放っておくと、確実に競争力が落ちていきます。
大前提、私たちは「餅は餅屋」の考えを大切にしています。
強みは人それぞれ違う。
だからこそ、弱みにばかり目を向けるのではなく、強みを土台に役割を明確にする。
その上で、弱みはチームで補い合えばいい。それが組織であることの意味だと思っています。
じゃあなぜ、全員がマーケティングやブランディングに関わる必要があるのか?
それは、価値の起点が“顧客”にあるからです。
職種が違えば、アウトプットの形も違って当然。
でも、「誰に、何を、なぜ届けるのか?」という共通認識がなければ、ブランドはブレます。

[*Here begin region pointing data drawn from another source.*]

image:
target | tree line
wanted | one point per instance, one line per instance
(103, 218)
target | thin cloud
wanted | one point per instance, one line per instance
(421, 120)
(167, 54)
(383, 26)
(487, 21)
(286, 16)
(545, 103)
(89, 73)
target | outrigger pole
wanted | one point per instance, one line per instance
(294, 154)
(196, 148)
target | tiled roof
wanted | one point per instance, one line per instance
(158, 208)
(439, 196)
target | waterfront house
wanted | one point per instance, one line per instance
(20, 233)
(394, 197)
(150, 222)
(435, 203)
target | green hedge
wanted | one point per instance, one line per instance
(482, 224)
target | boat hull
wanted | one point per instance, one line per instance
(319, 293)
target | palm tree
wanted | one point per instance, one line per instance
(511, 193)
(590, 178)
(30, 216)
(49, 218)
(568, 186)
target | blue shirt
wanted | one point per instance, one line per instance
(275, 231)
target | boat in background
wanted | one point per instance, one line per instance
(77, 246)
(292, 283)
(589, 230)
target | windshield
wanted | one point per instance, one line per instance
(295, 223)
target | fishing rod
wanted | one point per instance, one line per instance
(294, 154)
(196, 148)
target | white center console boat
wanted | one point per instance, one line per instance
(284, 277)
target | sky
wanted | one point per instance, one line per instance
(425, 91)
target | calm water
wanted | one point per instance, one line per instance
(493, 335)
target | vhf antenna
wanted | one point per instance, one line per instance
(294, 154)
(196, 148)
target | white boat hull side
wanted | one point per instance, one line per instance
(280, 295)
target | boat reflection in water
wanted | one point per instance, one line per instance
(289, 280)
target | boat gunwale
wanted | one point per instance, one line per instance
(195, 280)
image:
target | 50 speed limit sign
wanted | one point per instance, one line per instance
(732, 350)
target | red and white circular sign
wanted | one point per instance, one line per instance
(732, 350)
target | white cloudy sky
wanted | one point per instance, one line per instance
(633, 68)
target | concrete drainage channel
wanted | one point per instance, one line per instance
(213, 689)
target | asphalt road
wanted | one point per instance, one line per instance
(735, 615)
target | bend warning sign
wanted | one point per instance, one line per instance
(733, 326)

お客様にとっての“意味ある価値”は、一貫性のあるチームからしか生まれません。
強いブランドには、強い“全体感”があります。
それは、全員が自分ごととして顧客視点を持ち、価値創出の担い手であろうとするからこそ成り立つのです。
【失敗談】やっているつもりが一番危険
以前、私は機械メーカーで営業マネージャー兼、新規事業の責任者をしていました。
その中で一番の壁は、設計部との連携でした。
顧客が本当に求めていることと、設計の技術力の接点を見つけるのが難しい。
さらに厄介だったのは、設計と営業の方向性が噛み合わず、ベクトルが揃わなかったことです。
当時の私はまだ未熟で、「お客様はきっとこういうものを求めている」という感覚をうまく言語化できず、設計部長からは「言ってることがよくわからない」「うちがやるべきことなのか?」と疑問を投げかけられる日々。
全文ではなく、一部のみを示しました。